French energy group Total on Monday declared force majeure on its $20 billion Liquefied Natural Gas (LNG) project in Mozambique and withdrew all personnel from the site because of the precarious security situation in the area.

Dozens of civilians were killed in a March 24 attack by insurgents on the coastal Mozambique town of Palma, near natural gas projects that are worth $60 billion and meant to transform Mozambique’s economy.

“Considering the evolution of the security situation in the north of the Cabo Delgado province in Mozambique, Total confirms the withdrawal of all Mozambique LNG project personnel from the Afungi site.

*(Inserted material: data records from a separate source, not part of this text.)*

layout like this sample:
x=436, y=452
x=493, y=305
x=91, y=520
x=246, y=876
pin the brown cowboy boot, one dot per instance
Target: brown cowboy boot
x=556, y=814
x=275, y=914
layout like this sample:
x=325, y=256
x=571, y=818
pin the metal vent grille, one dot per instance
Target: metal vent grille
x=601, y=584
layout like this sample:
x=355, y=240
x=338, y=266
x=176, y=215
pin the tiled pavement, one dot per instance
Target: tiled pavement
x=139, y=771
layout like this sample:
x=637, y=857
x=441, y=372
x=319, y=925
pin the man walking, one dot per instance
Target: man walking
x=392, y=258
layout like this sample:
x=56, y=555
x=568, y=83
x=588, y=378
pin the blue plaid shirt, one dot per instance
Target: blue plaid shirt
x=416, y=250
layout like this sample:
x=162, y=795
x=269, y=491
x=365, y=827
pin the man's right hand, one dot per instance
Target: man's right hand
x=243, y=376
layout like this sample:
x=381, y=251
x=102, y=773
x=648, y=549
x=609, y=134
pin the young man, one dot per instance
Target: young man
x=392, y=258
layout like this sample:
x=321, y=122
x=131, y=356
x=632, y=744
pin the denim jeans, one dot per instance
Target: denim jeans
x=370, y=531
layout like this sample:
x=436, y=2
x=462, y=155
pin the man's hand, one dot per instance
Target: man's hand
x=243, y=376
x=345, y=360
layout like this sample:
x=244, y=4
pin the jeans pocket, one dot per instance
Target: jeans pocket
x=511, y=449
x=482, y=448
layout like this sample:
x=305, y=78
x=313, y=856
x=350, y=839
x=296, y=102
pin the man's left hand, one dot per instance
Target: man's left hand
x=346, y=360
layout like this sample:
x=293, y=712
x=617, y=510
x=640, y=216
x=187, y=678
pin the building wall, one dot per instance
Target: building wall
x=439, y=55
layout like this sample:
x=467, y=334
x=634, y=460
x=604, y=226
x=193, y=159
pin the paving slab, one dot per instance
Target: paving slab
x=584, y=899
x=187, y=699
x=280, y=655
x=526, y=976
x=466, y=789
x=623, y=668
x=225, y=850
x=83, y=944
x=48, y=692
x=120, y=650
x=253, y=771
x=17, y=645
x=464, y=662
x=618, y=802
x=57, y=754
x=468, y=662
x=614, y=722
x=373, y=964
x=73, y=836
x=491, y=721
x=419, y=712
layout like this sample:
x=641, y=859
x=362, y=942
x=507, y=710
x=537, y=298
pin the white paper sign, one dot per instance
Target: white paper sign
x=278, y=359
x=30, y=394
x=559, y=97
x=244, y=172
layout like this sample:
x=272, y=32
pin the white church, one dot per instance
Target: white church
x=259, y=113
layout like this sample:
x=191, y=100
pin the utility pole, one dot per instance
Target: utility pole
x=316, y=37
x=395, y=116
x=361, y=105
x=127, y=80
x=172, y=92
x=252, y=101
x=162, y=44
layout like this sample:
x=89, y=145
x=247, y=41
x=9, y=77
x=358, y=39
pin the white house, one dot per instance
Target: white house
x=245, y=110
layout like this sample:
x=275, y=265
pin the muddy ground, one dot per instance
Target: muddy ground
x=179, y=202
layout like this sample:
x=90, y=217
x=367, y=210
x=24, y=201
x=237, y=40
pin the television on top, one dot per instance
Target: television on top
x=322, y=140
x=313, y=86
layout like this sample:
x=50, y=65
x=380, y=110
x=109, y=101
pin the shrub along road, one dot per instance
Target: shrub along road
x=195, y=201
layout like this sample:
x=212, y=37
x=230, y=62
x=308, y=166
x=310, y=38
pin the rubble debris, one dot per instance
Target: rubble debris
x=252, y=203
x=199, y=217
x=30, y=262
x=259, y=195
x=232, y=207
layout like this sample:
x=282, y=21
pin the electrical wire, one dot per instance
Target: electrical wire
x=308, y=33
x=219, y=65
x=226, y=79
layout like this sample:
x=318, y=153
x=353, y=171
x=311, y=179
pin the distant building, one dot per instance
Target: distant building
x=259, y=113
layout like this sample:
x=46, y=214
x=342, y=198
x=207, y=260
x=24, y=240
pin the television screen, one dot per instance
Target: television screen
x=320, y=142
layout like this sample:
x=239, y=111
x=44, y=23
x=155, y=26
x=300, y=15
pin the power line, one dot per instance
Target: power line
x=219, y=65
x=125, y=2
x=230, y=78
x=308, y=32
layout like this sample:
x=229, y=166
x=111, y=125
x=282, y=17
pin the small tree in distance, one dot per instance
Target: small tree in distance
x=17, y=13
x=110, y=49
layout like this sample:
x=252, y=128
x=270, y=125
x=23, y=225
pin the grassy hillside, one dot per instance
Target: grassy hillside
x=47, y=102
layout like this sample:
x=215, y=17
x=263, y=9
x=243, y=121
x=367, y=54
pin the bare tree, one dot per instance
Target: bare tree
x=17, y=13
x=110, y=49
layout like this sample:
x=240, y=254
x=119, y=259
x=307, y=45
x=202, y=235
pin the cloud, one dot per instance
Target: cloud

This situation leads Total, as operator of Mozambique LNG project, to declare force majeure,” the company said.

Total suspended work on the project, which is due to produce its first cargo in 2024, on March 27 after the militant attack.

The force majeure implies a weightier suspension and allows Total to cancel contractors.

Force majeure was “the only way to best protect the project interest until work can resume,” a Total spokeswoman added

Mozambique President Filipe Nyusi this month said that the government will work to restore peace in the country after last month’s militant attack near the multibillion-dollar gas projects backed by global oil companies.

The Mozambique government is due to hold a news conference on the situation on Monday morning.

The LNG project includes development of the Golfinho and Atum natural gas fields in the Offshore Area 1 concession and the construction of a two-train liquefaction plant with capacity of 13.12 million tonnes per annum (mtpa).

Total is operator of the Mozambique LNG project and obtained a $14.9 billion debt financing package in July to fund its rollout.